Никита с каким-то странным уважением посмотрел на него, впрочем, ему могло и показаться, рассвет не спешил, а в сером свете многое кажется более значительным, чем есть на самом деле.
— Тогда догоняй, мужики на том конце деревни.
Мальчик исчез в сумраке, а Костя почувствовал где-то внутри себя озноб. Начинался какой-то новый этап в его жизни, а он уже начинал понимать, что в этом мире движется от плохого к худшему. Наверно, поэтому защемило сердце, и возникло ощущение, что бросает что-то родное, хоть и понимал, что ему не были здесь рады, и никто не вспомнит его добрыми словами. Он вздохнул и зашагал вперед.
В конце деревни действительно уже стояли три телеги, в которых были запряжены три полудохлые клячи с втянутыми боками, торчащими ребрами и следами побоев на шкуре. Ефим был здесь, уже сидел на первой телеге, глядя на мир живыми и даже почему-то радостными глазами, похоже, ему нравились такие путешествия.
Косте было приготовлено место на третьей телеге, рядом с ним сел незнакомый ему мужик с седой аккуратной бородой и крепкими огромными руками. Он взял в руки вожжи и обоз тронулся.
Вокруг по-прежнему стояла ночь, юноша какое-то время таращился в нее, но потом решил, что если что-то случится, то его обязательно разбудят. Тогда он нашел себе место, где было навалена солома, там и улегся, глядя как розовеет небо и приближается лес. Дорога — пробитая колея среди кустов, частично заросшая шла по извилистой кривой, обходя чащу и бурелом. Было тихо, сыро, свистели птицы, шуршал ветер и… ни одного человека.

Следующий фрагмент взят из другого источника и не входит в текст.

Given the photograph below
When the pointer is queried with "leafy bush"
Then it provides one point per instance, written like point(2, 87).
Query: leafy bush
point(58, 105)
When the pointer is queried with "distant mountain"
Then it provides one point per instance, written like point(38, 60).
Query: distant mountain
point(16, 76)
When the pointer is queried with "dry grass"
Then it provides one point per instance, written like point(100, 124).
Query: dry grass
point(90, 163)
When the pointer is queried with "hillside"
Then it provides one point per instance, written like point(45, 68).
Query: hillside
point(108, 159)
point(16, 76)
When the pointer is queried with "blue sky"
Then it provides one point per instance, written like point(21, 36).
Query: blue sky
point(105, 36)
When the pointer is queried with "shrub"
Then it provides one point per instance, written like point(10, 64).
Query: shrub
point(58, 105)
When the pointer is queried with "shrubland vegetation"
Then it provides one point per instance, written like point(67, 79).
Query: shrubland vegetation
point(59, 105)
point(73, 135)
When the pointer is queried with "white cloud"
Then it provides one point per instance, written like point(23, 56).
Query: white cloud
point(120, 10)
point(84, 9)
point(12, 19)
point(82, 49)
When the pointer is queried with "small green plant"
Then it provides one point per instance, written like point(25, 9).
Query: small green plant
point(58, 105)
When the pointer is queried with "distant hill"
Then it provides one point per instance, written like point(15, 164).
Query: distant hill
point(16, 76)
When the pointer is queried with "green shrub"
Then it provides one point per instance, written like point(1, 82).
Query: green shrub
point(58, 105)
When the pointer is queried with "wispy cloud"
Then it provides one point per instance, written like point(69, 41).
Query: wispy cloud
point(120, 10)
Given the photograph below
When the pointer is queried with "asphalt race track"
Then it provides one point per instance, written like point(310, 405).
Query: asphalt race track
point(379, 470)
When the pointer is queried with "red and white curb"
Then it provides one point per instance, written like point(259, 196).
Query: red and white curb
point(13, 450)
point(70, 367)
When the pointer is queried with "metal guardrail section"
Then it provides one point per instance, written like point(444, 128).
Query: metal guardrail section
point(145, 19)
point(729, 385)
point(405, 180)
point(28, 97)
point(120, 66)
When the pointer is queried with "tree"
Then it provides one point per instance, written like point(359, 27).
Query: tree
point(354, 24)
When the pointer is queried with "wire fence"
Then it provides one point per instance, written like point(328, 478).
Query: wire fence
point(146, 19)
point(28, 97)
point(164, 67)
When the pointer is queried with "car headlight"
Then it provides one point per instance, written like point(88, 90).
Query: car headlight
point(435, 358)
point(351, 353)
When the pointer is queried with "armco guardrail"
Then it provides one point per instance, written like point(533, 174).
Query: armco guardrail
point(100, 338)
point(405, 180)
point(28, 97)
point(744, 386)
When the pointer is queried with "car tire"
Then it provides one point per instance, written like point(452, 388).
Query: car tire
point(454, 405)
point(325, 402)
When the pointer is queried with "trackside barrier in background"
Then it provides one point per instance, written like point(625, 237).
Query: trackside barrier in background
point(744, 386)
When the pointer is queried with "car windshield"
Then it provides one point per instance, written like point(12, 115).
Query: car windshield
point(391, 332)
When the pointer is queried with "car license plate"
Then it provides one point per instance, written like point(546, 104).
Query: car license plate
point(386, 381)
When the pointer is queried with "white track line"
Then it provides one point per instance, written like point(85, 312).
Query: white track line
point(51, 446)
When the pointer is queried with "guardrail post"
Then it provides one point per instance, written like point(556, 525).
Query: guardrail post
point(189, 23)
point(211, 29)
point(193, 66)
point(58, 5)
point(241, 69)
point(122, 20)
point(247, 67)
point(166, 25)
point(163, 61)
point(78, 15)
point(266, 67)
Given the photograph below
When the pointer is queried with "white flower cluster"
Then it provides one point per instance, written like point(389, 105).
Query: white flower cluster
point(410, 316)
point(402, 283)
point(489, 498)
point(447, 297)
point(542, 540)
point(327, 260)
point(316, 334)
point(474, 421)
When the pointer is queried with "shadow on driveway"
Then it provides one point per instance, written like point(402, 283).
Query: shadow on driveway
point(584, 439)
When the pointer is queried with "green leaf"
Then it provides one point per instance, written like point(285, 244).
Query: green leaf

Так что в дороге он немного поспал. До города оказалось километров двадцать, но клячи, что были запряжены в телеги, могли идти только шагом, хоть и груз был невелик. Как пояснил староста, они направлялись в город больше для того, чтобы пожаловаться на тех, кто прячется в лесах, и попросить стражей для защиты от нечисти. А солонина, овощи и зерно нужны лишь для того, чтобы оправдать эту поездку.
Позавтракать ему дали по дороге, сунули несколько кусков черствого хлеба, да засохший комок козьего сыра. Костик изредка вставал, делал обход, когда затекали ноги, а потом снова залезал на телегу, ложился на сено среди мешков с зерном и благополучно спал дальше.
Места были дикими, дорога — разбитая телегами грунтовка, временами заросшая густой изумрудной травой, шла большей частью по густому лесу, лишь изредка выныривая в низкий подлесок, появившийся после лесного пожара. Здесь не только люди, но и звери могли напасть на людей. То ли они выехали из деревни слишком рано, когда все еще спали, то ли на этой дороге грабителей не было, а зверь, соблюдая закон древних, людей не трогал, но за все время им никто так и не попался на глаза.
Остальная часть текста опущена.